Saturday, April 28, 2012

Sleeping On Air

                             Sleeping on air

                My first sleeping pad was a blue foam pad that was bulky yet thin and never thought of any other option.  You sleep on the ground and felt the rocks or your hip compressing the foam until you found the hard unforgiving ground.  Since then things have changed.  The original Thermarest was mind blowing,  you mean it is a sleeping pad that self inflates while I do camp chores and is comfortable to sleep on?  I'm sold.  I was able to stuff it in my large backpack vertically so as to protect it from Arizona bushes like cat claw.  My tattered blue foam pad proves that the Arizona shrubbery is not forgiving of things left outside the confines of my pack.  I then, one year,  purchased the next step,  it was a present for my wife.  A sleeping mattress that was still full length and had half the bulk.  The price to pay was a pad that was not as thick.  The next step for them was to further decrease the weight and bulk.  The options were to move to a thinner shorter pad like a 3/4 length or half length.  Now with more competition with companies like Big Agnes and others, the advances in sleeping pads continue.  Sleeping pads now have dropped the self inflating to save on weight and now have insulation ratings.  The Neo Air full length pad now is under a pound, has an R value of 2.5, and is now small enough to fit in my old small pillow stuff sack.  But fully inflated at 2" is thicker than the original thermarest.

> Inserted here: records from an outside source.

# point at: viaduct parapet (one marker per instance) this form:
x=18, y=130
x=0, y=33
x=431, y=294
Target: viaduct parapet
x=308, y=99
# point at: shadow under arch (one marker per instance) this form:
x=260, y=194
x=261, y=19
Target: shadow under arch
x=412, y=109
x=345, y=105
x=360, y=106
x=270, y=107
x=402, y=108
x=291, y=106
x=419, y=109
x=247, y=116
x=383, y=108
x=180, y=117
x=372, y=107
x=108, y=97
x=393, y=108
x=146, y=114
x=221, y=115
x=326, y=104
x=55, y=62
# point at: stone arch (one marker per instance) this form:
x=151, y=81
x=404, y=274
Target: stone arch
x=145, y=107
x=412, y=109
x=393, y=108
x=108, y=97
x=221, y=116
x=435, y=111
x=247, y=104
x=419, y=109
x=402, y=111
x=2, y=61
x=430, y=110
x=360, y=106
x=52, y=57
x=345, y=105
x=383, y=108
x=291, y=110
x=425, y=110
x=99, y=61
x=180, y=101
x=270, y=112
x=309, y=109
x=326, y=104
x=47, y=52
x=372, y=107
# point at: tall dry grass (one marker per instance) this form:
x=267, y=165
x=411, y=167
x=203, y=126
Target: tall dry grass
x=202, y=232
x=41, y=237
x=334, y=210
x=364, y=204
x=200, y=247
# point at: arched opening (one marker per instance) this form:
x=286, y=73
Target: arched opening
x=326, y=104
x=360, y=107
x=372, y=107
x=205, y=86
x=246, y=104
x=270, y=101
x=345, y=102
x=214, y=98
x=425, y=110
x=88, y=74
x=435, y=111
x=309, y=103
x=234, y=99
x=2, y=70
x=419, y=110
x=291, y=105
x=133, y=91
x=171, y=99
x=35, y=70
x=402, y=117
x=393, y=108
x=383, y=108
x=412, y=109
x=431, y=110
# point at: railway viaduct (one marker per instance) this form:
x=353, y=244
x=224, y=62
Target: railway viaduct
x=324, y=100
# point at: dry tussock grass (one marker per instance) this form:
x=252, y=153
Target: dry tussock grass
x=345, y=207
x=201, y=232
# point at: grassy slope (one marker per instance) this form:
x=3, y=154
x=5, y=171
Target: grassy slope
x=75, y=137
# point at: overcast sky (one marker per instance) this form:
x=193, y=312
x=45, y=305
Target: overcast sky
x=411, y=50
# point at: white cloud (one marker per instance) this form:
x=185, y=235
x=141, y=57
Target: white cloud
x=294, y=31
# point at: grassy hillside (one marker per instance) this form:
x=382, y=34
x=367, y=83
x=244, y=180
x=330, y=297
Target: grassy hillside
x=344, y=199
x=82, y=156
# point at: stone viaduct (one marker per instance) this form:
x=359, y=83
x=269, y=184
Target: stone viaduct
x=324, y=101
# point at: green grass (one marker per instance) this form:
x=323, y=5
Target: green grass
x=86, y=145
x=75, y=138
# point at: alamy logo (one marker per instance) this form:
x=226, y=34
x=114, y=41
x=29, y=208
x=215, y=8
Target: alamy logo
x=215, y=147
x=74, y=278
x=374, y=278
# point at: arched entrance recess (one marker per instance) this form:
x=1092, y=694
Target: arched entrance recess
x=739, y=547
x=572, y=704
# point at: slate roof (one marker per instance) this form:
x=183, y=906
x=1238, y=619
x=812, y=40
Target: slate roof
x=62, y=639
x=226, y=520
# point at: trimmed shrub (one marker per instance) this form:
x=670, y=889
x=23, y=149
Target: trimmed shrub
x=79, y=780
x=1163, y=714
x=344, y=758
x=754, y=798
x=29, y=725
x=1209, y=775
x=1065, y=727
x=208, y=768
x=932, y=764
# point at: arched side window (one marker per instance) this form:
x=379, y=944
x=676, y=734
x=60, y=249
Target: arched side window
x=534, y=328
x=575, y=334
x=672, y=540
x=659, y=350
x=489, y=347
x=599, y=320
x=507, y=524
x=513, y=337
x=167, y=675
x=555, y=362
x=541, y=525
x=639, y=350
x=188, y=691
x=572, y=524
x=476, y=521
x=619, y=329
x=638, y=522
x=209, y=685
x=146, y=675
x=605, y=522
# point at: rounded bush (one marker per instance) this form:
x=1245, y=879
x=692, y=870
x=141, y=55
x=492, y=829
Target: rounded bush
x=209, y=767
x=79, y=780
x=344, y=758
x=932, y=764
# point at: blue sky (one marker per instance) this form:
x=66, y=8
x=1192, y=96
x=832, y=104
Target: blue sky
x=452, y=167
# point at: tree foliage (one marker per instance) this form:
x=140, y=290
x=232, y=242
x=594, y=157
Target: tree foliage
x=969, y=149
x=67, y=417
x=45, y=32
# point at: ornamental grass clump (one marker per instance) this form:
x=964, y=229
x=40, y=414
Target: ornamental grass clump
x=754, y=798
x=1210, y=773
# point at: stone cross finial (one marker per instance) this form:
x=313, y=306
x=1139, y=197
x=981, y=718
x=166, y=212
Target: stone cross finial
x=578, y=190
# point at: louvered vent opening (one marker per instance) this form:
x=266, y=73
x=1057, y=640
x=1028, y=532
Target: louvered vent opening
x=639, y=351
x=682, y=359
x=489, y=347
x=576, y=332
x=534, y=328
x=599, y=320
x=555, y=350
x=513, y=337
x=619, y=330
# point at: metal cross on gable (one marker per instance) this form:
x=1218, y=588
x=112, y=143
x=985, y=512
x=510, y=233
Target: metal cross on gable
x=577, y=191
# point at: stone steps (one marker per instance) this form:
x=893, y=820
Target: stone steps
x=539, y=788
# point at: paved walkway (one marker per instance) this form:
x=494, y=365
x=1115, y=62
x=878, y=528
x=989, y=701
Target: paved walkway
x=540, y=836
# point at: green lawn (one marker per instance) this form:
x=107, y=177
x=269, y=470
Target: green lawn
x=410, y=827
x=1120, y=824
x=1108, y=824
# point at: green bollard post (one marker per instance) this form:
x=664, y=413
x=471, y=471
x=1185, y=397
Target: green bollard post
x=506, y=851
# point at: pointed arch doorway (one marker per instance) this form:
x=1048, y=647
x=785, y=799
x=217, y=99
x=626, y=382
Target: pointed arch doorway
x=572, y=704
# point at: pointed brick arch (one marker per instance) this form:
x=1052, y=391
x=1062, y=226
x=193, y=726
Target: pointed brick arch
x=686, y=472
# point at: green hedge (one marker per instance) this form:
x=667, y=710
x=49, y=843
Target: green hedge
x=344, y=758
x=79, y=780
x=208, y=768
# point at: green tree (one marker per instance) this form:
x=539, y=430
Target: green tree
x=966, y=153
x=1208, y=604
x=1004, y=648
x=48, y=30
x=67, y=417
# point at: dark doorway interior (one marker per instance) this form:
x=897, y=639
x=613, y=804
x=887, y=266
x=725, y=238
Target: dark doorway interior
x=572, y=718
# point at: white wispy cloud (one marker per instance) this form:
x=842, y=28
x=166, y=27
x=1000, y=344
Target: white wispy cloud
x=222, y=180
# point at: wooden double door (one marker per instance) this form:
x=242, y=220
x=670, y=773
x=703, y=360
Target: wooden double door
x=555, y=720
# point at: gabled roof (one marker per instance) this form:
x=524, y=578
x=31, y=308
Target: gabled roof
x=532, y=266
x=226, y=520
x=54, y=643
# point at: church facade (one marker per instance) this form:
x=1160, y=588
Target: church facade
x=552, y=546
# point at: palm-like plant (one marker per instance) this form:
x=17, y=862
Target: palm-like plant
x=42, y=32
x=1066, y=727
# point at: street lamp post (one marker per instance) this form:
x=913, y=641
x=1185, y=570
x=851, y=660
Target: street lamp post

                  After a long day of hiking and swimming through clear creek Scott one of the guys on the trip asked me what my criteria for a camp site was.  We were all exhausted and ready to stop and setup camp to rest.  We spent a night on a rocky yet some what flat screed of rocks that was a better option than the boulders,  The next year I took a Hammock and had a hard time finding enough trees in a group for everyone  to use for a night of sleep, but sandy beaches were every where.  With hammocks being as light and comfortable as they are and sleeping pads as light, small, and thick as they are, my criteria for a campsite is broadening.  I can sleep on uneven terrain in the hammock or find a nice flat spot for my sleeping pad. 

Saturday, April 7, 2012

Merino Wool

Merino wool

If you know me you knew this blog post was coming, Merino Wool. Spring and summer are not the seasons to pack your wool away in a box or leave it hanging up in the closet on your next camping trip. Merino wool is an amazing material. Like everything it has its pros and cons. On a summer backpacking trip in a slot canyon brought together some chilly situations. I was wearing a cotton shirt, we nicknamed a tomb of death, my dad wore a synthetic shirt you could smell a 100 yards out, (sorry dad) and my friend Jim had a Merino wool shirt. I was freezing cold as we were in and out of cold pools of water with no sun reaching the bottom of the canyon. I was freezing cold in my cotton shirt, it was like wearing a swamp cooler in the shade while trying to fight the cold off. This was the first time I had heard of Merino wool. I was shocked at how lightweight it was, it looked like a normal shirt you would wear on a summer day. Here are some of the advantages you get with Merino wool.
The merino’s fleece is built for extremes, it is breathable in summer, insulating in winter, yet soft and light. In New Zealand the merino sheep live in warm to hot summers and very cold winters.

In summer, the merino’s thin, light, super-breathable coat keeps him cool in temperatures that hit 95 °F
In winter, he grows an extra layer of wool over his base coat as protection against temperatures that plummet to -4 °F

The merino's wool is well designed for the wide range of temperatures they live through.

It is also not the typical wool you are thinking of as itchy. It measures between 17 and 19 microns and is flexible, that to say it is soft and not itchy. Merino wool is very breathable and and dries quickly, not quite as quick as a synthetic but quick non the less. It will keep some of its thermal properties even when wet, unlike the cotton shirt I was wearing. The other benefit I like and those hiking with me is it does not retain much smell. I took a three day backpacking trip in the summer and wore only one shirt. I tossed it to my wife (nick name, super nose), after taking it off the first time and she claimed it did not smell bad at all. I have heard claims of people not washing them until they have worn them over 90 days, I don't think I will go that far, but not hording that smell like a synthetic does is a plus. The biggest drawback it has is cost. For a T shirt, the price can range from $50 dollars to $150. Over all I have to say I am very pleased with my Icebreaker Merino wool clothing. I try to take the best care of it as I can and save them for my backpacking trips. My advise is take time to build up the layer system, they work well when you use them together in a layer system as temps drop into the night.